Willy Reilly and His Colleen Bawn is a 1920 Irish silent film adaptation of William Carleton's 1855 novel Willy Reilly and His Dear Colleen Bawn: A Tale Founded Upon Fact made by the Film Company of Ireland. Brian Magowan and Frances Alexander featured in the film. It is one of few films by the FCOI that remain in substantially complete form. John MacDonagh, the brother of Thomas MacDonagh, a signatory of the Proclamation of the Irish Republic in 1916, was the films director and played Tom the Fool under the pseudonym Richard Sheridan. The film concerns religious tolerance and the "triumph of love across the sectarian divide."

==Plot==
The film is set in 18th-century County Cavan during the penal laws. A Catholic landowner, Willy Reilly, falls in love with Helen Folliard (the Colleen Bawn), the daughter of a Protestant Squire, after being invited to his home for saving him from Red Rapparee. Reilly is required to convert if he wishes to marry into the family, with her father favoring another suitor, Sir Robert Whitecraft, a persecutor of Catholics. Willy Reilly refuses to convert. Sir Robert soon enlists the help of Red Rapparee, telling him he wishes to see Reilly in Sligo Jail and conspires a plan with the goal of Reilly's imprisonment. Reilly soon becomes a fugitive of the law and is harbored by a Protestant clergyman, Rev. Brown, who offers because he "abhor[s] persecution" and for the "fact that" they "are fellow-Irishmen". Rev. Brown and Mr. Hastings report the actions of Sir Robert, who burned down Reilly's manor that had the ownership transferred to Mr. Hastings, to the Lord-lieutenant. The Lord-lieutenant issues a warrant for Sir Roberts arrest. Reilly eventually returns disguised as a peasant and becomes a gardener for Squire Folliard. Reilly and the Colleen Bawn elope soon after Reilly's true identity is discovered. Reilly and the Colleen Bawn are caught.
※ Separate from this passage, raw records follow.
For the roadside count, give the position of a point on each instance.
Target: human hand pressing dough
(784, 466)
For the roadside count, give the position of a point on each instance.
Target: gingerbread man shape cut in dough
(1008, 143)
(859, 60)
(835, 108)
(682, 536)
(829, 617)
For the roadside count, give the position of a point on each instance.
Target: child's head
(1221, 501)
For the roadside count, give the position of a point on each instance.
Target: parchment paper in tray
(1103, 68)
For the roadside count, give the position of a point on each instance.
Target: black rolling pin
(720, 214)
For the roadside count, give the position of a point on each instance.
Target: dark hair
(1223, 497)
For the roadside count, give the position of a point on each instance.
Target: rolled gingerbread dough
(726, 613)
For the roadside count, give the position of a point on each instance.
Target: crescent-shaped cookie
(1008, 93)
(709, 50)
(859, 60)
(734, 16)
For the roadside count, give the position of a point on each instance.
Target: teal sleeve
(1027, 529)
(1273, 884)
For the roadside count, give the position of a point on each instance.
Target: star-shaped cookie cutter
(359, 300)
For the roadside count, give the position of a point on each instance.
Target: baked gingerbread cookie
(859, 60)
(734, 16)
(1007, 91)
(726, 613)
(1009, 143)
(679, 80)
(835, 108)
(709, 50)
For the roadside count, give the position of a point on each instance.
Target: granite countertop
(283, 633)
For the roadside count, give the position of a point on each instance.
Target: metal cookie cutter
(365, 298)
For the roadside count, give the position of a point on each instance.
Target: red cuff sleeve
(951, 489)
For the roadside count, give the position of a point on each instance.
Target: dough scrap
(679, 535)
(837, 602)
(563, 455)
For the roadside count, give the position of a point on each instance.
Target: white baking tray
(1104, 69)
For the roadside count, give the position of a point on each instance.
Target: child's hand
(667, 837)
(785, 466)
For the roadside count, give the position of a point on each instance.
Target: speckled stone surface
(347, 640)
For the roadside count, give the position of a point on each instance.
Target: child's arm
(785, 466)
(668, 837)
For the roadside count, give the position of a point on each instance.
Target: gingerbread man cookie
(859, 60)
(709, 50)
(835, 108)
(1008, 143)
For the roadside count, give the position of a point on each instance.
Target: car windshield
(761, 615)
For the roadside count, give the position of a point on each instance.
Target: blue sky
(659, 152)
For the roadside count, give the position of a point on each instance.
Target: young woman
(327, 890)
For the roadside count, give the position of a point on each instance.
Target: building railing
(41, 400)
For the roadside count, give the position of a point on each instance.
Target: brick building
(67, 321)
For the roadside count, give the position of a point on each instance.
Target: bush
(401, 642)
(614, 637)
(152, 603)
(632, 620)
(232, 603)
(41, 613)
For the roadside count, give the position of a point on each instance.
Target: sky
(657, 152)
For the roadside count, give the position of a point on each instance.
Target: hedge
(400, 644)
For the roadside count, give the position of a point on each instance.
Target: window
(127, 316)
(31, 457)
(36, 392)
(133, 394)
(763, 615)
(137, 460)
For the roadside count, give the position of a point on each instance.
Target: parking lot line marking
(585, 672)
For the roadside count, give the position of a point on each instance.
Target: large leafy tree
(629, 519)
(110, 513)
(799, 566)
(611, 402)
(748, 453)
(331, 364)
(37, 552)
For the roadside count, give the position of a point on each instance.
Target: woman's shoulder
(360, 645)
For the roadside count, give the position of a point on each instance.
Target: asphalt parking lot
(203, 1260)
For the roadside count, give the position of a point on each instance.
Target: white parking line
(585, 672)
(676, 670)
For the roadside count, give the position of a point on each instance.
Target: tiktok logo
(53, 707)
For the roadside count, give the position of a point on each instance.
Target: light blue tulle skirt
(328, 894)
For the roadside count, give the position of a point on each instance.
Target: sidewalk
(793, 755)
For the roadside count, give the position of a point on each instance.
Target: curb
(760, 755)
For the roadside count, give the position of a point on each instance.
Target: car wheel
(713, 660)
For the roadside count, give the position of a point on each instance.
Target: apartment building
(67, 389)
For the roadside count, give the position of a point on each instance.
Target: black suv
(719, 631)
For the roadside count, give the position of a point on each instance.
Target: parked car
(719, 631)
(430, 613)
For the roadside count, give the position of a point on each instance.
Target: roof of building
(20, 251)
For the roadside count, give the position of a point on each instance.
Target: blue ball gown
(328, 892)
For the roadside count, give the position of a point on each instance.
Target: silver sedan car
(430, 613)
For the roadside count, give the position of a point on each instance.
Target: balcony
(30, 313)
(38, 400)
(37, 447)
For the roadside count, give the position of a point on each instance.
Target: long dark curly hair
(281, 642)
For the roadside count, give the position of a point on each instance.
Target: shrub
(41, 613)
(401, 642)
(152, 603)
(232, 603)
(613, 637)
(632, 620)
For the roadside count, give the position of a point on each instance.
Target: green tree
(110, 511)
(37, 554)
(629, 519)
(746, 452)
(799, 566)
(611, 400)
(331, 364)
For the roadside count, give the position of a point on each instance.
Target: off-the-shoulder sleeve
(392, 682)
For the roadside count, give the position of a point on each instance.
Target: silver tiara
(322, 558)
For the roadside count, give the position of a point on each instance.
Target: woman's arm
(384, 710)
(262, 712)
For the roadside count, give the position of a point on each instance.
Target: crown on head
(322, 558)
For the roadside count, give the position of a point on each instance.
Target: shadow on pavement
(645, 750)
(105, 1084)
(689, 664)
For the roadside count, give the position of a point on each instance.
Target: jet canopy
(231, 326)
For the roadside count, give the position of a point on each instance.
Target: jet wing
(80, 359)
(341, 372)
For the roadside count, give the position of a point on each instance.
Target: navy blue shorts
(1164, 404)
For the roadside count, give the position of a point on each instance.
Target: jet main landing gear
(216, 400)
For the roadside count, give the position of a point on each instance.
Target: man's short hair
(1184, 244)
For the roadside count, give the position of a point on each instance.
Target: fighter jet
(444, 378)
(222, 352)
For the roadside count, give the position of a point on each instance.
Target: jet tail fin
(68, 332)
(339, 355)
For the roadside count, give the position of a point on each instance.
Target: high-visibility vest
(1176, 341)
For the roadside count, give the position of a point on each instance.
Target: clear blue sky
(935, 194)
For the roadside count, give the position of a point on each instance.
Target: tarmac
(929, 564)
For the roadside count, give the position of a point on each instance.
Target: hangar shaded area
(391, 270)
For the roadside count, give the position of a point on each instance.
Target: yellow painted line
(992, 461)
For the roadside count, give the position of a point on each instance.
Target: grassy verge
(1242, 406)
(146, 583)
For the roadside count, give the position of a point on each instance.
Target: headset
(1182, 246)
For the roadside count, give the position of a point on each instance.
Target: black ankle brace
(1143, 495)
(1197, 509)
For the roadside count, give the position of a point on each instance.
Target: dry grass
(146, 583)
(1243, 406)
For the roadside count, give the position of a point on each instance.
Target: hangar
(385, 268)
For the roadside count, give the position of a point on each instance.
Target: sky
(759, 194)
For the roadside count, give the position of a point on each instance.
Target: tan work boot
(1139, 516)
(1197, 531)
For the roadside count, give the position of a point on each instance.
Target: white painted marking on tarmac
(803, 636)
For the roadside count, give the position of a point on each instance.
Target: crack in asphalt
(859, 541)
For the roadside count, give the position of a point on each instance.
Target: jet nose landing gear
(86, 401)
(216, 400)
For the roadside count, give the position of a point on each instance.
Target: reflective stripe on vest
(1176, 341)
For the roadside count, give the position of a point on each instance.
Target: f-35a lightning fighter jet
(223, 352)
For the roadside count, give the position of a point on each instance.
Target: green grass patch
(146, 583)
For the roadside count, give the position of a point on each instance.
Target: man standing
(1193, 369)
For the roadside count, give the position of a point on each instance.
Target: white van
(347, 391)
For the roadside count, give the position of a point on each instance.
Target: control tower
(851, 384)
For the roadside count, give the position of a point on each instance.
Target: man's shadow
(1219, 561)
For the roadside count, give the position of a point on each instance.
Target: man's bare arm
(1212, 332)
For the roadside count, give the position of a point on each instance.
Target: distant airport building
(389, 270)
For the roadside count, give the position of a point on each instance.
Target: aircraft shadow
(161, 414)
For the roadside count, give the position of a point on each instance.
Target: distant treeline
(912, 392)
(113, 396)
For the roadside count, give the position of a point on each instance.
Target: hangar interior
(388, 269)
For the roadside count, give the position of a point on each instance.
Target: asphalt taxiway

Helen is returned to her father, who promises her to Sir Robert, with the wedding abandoned the day of when Sir Robert is found to be an arsonist and murderer. Reilly is charged with theft and abduction, but eventually found guilty only of abduction. He is exiled for seven years. Afterwards, Helen remains wistful until she is reunited with Reilly and her father accepts their relationship despite their different religions.

==Cast==

- Brian Magowan (born James Joseph Smyth) as Willy Reilly
- Frances Alexander as Helen Folliard/The Colleen Bawn
- John MacDonagh (credited as Richard Sheridan) as Tom the Fool
- Jim Plant (credited as Seamus MacBlante) as Sir Robert Whitecraft
- Dermot O'Dowd as Squire Folliard
- James Barrett McDonnell as Red Rapparee
- Frank Walsh as Mr. Hastings
- as Rev. Brown

==Production==
Willy Reilly and his Colleen Bawn was filmed on 35 mm, and it was produced by James Mark Sullivan and Ellen O'Mara Sullivan. It was directed by John MacDonagh, the brother of Thomas MacDonagh. Filming took place in 1919. John MacDonagh left for Scotland immediately following the end of production in order to evade arrest after directing the Dáil Bonds film, also known as the Republican Loan film, which featured prominent republicans including Michael Collins and families of executed 1916 leaders. He filmed the propaganda film during a break in directing Willy Reilly and his Colleen Bawn. Some portions were filmed at the St. Enda's School in Rathfarnham, which is now the site of the Pearse Museum. The film has seven reels.

==Release==
The film premiered at Manchester's Free Trade Hall on 5 January 1920. It was first shown in Ireland in Dublin on 19 April 1920.
The film was released during the Irish War of Independence.